Im Bundesrat scheint Uneinigkeit zu herrschen

Die Schweiz habe zwar Ja gestimmt, verurteile aber «aufs Schärfste» die «schockierenden und nicht zu rechtfertigenden Terrorattacken» der Hamas gegen Israel, versichert das EDA. Wie das Departement weiter ausführe, habe die Schweizer Uno-Mission in Absprache mit Bundesrat Cassis gehandelt: «Der Departementschef war in die Entscheidfindung im Zusammenhang mit der fraglichen Resolution eingebunden.»

Im Bundesrat scheint in diesem Punkt allerdings keine Einigkeit zu herrschen.
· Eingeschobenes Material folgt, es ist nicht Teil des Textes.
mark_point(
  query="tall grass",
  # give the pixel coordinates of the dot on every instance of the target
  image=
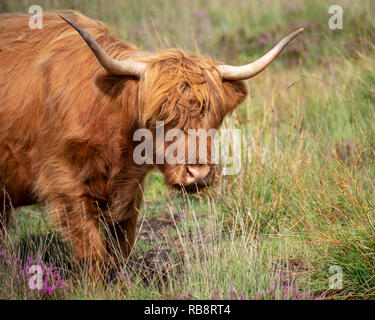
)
(304, 198)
So hatte SVP-Umweltminister Albert Rösti (56) an einer Gedenkveranstaltung in der Synagoge in Bern betont, dass der Staat Israel aus seiner Sicht das Recht auf Selbstverteidigung habe, um sich und seine Bevölkerung so selber zu schützen.

Der israelische Uno-Botschafter Gilad Erdan (53) soll auf die Resolution empört reagiert haben. «Diese Organisation wurde unter dem Eindruck des Holocaust gegründet – es ging darum, Grausamkeiten zu verhindern», wird er zitiert. «Allerdings hat das gerade beobachtete Spektakel gezeigt, dass sich die Uno nicht mehr dem Verhindern, sondern dem Ermöglichen von Grausamkeiten verpflichtet sieht.» Der Entscheid sei eine «Schande».

Begrüsst wird der Entscheid in einer Mitteilung hingegen von der Hamas, die eine sofortige Umsetzung der Waffenruhe fordert. Der Entscheid der Uno-Vollversammlung ist allerdings nicht bindend. (dba)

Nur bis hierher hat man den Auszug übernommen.